Missing value imputation

Preprocessing data

Real world day often contains missing values. As part of the preprocessing step one common task is to handle missing values. This is a summary of the things to consider when preprocessing data.


In [1]:
#!/usr/bin/env python

import numpy as np
import pandas as pd
from sklearn import preprocessing
from sklearn.datasets import make_classification
from sklearn.model_selection import train_test_split
import matplotlib.pyplot as plt
%matplotlib inline
plt.style.use('bmh')

In [2]:
## create some data
X,y = make_classification(n_samples=50, n_features=5)
print(X.mean(axis=0))


[0.01186709 0.07328357 0.10226158 0.16595221 0.16894656]

Scaling


In [4]:
## make a train test split
X_train, X_test, y_train, y_test = train_test_split(X, y)

## scale using sklearn
scaler = preprocessing.StandardScaler().fit(X_train)
X_train_1 = scaler.transform(X_train)
X_test_1 = scaler.transform(X_test)

## scale without sklearn (just so you know what is happening)
X_train_2 = (X_train - X_train.mean(axis=0)) / X_train.std(axis=0)
X_test_2 = (X_test - X_train.mean(axis=0)) / X_train.std(axis=0)

## are they equal?
print(np.array_equal(X_train_1.mean(axis=0),X_train_2.mean(axis=0)))
print(np.array_equal(X_test_1.mean(axis=0),X_test_2.mean(axis=0)))


True
True

Missing Data Imputation

Missing data is a common problem in most real-world scientific datasets. While the best way for dealing with missing data will always be preventing their occurrence in the first place, it usually can't be helped, particularly when data are collected passively or voluntarily, or when data collection and recording is distributed among several people. There are a variety of ways for dealing with missing data, from the very naïve to the very sophisticated, and unfortunately the more common approaches tend to be ad hoc and will usually do more harm than good.

It turns out that more robust methods for imputation are not as difficult to implement as they first appear to be. Two of the best ones are Bayesian imputation and multiple imputation. In this section, we will use multiple imputation to account for missing data in a regression analysis.

As a motivating example, we will use a dataset of educational outcomes for children with hearing impairment.

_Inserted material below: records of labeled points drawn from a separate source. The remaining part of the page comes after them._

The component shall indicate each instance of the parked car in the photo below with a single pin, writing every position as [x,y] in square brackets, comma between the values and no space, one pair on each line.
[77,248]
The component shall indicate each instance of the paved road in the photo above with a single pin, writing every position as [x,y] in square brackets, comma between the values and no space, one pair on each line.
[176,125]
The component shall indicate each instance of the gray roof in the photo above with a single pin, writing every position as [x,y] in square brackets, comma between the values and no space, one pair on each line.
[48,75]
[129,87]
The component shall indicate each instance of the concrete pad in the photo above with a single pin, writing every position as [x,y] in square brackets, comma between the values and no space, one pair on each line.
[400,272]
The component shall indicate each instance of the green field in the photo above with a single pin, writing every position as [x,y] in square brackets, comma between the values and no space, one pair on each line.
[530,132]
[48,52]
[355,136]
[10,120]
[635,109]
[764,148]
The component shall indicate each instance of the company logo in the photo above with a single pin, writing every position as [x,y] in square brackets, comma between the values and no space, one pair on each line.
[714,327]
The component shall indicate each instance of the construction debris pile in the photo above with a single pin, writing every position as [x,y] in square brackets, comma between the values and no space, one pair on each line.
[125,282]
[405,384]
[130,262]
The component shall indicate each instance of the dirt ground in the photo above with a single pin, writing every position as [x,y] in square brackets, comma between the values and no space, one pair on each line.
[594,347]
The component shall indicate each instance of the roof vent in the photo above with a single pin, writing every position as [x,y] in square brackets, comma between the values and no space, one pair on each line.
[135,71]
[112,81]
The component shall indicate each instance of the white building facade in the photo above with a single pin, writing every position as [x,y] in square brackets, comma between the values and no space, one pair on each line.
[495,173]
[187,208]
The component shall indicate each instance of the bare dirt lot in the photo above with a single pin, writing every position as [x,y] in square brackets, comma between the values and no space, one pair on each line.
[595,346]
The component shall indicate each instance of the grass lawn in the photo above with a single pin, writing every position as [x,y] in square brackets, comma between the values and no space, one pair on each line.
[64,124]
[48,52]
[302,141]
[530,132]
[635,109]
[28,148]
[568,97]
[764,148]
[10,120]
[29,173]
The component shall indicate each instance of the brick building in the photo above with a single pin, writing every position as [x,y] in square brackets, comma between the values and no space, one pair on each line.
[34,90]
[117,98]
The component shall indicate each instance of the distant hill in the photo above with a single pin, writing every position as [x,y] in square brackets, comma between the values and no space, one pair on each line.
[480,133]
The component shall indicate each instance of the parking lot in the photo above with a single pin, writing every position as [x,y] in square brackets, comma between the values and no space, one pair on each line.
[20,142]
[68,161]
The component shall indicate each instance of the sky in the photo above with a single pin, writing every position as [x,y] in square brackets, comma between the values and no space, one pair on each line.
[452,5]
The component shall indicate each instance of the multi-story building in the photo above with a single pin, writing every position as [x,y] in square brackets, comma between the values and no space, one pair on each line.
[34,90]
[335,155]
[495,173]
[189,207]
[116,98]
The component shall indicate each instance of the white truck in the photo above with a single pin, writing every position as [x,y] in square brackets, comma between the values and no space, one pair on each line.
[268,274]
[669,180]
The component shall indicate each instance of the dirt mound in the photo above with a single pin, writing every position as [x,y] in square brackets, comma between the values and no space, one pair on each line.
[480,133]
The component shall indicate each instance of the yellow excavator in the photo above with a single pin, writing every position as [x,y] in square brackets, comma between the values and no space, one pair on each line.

Here, we are interested in determining factors that are associated with better or poorer learning outcomes.

There is a suite of available predictors, including:

  • gender (male)
  • number of siblings in the household (siblings)
  • index of family involvement (family_inv)
  • whether the primary household language is not English (non_english)
  • presence of a previous disability (prev_disab)
  • non-white race (non_white)
  • age at the time of testing (in months, age_test)
  • whether hearing loss is not severe (non_severe_hl)
  • whether the subject's mother obtained a high school diploma or better (mother_hs)
  • whether the hearing impairment was identified by 3 months of age (early_ident).

In [7]:
test_scores = pd.read_csv('test_scores.csv', index_col=0)
test_scores.head()


Out[7]:
score male siblings family_inv non_english prev_disab age_test non_severe_hl mother_hs early_ident non_white
0 40 0 2.0 2.0 False NaN 55 1.0 NaN False False
1 31 1 0.0 NaN False 0.0 53 0.0 0.0 False False
2 83 1 1.0 1.0 True 0.0 52 1.0 NaN False True
3 75 0 3.0 NaN False 0.0 55 0.0 1.0 False False
5 62 0 0.0 4.0 False 1.0 50 0.0 NaN False False

In [8]:
test_scores.info()


<class 'pandas.core.frame.DataFrame'>
Int64Index: 207 entries, 0 to 224
Data columns (total 11 columns):
score            207 non-null int64
male             207 non-null int64
siblings         207 non-null float64
family_inv       174 non-null float64
non_english      207 non-null bool
prev_disab       189 non-null float64
age_test         207 non-null int64
non_severe_hl    207 non-null float64
mother_hs        134 non-null float64
early_ident      207 non-null bool
non_white        207 non-null bool
dtypes: bool(3), float64(5), int64(3)
memory usage: 15.2 KB

In [9]:
test_scores.isnull().sum(0)


Out[9]:
score             0
male              0
siblings          0
family_inv       33
non_english       0
prev_disab       18
age_test          0
non_severe_hl     0
mother_hs        73
early_ident       0
non_white         0
dtype: int64

Strategies for dealing with missing data

Just ignore it

The easiest (and worst) way to deal with missing data is to ignore it. That is, simply run the analysis, missing values and all, hoping for the best. If your software is any good, this approach will simply not work; the algorithm will try to operate on data that includes missing values, and propagate them, resulting in statistics and estimates that cannot be calculated, which will typically raise errors. If your software is poor, it will make some assumption or decision about the missing values, and proceed to generate results conditional on the assumption, which creates problems that may never be detected because no indication was given to any potential problem.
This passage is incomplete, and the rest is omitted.